Também perderam recursos as áreas de trabalho e ciência e tecnologia no comparativo entre as dotações (caixa) de 2025 e 2026. A Pasta ligada ao ex-sindicalista José Luiz Ribeiro teve recuo de -85,44%, de R$ 17,75 mi para R$ 2,58 mi. Já a segunda área, da secretária de Desenvolvimento Econômico, Thaís Fornicola, encolheu -33,8%, de R$ 500 mil para R$ 331 mil.
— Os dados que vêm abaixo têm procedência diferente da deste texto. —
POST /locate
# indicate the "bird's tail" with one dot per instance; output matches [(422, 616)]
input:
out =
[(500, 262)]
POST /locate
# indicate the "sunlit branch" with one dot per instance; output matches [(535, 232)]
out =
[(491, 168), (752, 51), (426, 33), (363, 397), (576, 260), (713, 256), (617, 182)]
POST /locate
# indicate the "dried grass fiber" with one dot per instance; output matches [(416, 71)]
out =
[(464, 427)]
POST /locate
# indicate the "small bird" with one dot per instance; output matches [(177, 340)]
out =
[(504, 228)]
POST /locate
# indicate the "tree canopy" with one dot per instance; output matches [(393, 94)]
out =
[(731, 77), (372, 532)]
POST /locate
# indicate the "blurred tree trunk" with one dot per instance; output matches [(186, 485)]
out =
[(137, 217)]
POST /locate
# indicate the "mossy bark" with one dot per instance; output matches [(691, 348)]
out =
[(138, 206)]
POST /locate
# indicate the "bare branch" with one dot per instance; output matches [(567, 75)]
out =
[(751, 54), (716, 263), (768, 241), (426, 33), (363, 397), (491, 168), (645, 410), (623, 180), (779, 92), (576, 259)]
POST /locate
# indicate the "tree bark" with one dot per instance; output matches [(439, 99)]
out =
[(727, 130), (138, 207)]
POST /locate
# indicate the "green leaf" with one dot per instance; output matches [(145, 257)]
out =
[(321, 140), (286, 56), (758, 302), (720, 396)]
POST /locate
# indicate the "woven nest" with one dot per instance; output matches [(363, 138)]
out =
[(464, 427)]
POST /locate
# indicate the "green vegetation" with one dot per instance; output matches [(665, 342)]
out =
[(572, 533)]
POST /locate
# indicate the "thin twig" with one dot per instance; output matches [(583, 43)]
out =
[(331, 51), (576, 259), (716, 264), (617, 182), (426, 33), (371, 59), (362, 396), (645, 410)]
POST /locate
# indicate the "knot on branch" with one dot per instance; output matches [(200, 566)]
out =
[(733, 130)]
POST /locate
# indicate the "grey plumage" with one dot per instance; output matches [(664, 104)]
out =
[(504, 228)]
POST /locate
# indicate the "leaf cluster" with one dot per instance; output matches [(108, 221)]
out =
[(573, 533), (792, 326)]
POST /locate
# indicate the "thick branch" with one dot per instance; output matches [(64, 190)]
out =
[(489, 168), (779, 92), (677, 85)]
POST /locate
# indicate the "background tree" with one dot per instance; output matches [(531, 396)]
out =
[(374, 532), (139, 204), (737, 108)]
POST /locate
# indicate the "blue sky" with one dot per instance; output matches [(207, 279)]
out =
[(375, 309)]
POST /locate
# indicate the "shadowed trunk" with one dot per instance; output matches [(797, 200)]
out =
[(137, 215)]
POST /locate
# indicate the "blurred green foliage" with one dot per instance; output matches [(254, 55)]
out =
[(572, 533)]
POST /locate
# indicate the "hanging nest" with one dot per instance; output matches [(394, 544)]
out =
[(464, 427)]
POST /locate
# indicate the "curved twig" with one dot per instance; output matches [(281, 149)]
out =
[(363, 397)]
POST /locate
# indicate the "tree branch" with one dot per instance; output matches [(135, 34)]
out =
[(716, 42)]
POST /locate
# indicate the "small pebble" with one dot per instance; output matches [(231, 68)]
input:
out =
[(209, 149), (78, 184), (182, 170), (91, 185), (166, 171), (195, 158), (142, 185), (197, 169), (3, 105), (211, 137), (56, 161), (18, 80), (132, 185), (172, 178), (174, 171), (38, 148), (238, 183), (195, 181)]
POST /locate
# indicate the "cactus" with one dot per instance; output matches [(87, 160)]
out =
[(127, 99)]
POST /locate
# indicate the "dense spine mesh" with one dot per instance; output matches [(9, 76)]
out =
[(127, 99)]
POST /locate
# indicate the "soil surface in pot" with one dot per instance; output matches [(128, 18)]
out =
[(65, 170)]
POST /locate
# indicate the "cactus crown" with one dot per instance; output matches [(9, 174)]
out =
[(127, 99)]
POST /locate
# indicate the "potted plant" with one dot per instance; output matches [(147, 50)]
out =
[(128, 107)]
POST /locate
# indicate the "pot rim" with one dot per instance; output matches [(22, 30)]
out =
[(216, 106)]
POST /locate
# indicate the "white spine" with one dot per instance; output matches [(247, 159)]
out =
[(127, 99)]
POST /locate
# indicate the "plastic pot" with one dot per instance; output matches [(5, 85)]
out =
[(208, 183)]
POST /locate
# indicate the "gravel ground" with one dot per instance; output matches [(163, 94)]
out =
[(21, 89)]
De Zé Luiz, homem de ‘Helinho’ para a Secretaria de Trabalho, Emprego e Renda, o corte mais profundo foi na subárea Proteção e Benefícios ao Trabalhador, com recuo de -99,16%, passando de R$ 16,24 mi para R$ 136 mil. Ainda na mesma Pasta, encolheu também o Fomento ao Trabalho, aos -85,86%, de R$ 245 mil para R$ 35,90 mil.

Ainda figura no ranque das reduções de caixa a área de transporte – esta não tem relação com o transporte coletivo, mas investimentos da prefeitura nos modais aéreo, rodoviário, ferroviário e hidroviário. A única subárea com destino de verbas é a aérea, relacionada à reforma do Aeroporto Municipal Comendador Pedro Morganti. Ao que tudo indica, o prefeito não parece estar muito preocupado com a reforma para o local anunciada em 2024. Os recursos caíram de R$ 500 mil para R$ 331 mil (-33,8%).

Em tempo: a capacidade de execução do orçamento no comparativo entre o primeiro e segundo anos de gestão de Zanatta segue a mesma toada, com um pequeno declínio. Ao fim do primeiro bimestre de 2025, o prefeito conseguiu investir 9,86% e, neste ano, 9,21%. Veja, a seguir, o ranque de áreas com maior engorda de caixa no comparativo entre 2025 e 2026. A reportagem abriu espaço para o prefeito e todos os secretários comentaram os desempenhos de suas Pastas e autarquia, mas nenhum deles se manifestaram.